こちらは全長1.2~1.4m、刃渡り1~1.2m程度と両手剣としてはやや小ぶりだが、この寸法が却ってほかの両手剣にはない機動力を生み出し、扱うものに高い戦闘力を与えることができたという。
寸法の近い先の時代のバスタードソード(ロングソード)と形状を比較しても
- ブレード(刃)が薄くテーパーが緩い(切っ先が幅広い)
- 上記に加えてポメル(柄頭)が小さいため、重心がやや先端寄り
という特徴を備えており、従来品よりも一撃の切断力を重視した構造であると考えられる。
また、ほかの両手剣と区別する際の特徴として、左右の鍔の先にクローバーの葉のような三つに連なった小さな輪が存在する。
中世イングランドでは、この剣を振るうスコットランド高地人の戦士たちを、丘陵の多い地形になぞらえて『ハイランダー(丘の人)』と呼んで恐れたという。
シンボリックな形状からか知名度の面でも圧倒的にこちらが上で「craymore sword」で検索すると見事に両手剣の画像が立ち並ぶ。
もう一方は18世紀に生まれたブロードソードの一種で、籠型の護拳を備えた刃渡り80~85cmほどの標準的なブロードソードである。
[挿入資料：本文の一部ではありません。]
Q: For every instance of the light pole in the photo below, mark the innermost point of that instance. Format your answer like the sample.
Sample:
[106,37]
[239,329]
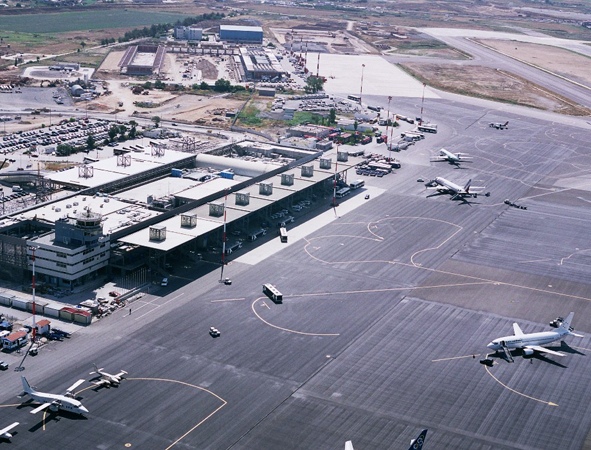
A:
[361,89]
[388,143]
[422,104]
[32,248]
前述の両手剣と区別するため「Basket hilt Claymore」とも呼ばれる。前者に比べて外見上のインパクトやネームバリューは劣るものの、第二次世界大戦ごろまでスコットランド出身の兵士たちが好んで用いたらしい。
「マッド・ジャック」ことジャック・チャーチルが腰に帯び、戦場で用いたのもこっちの方。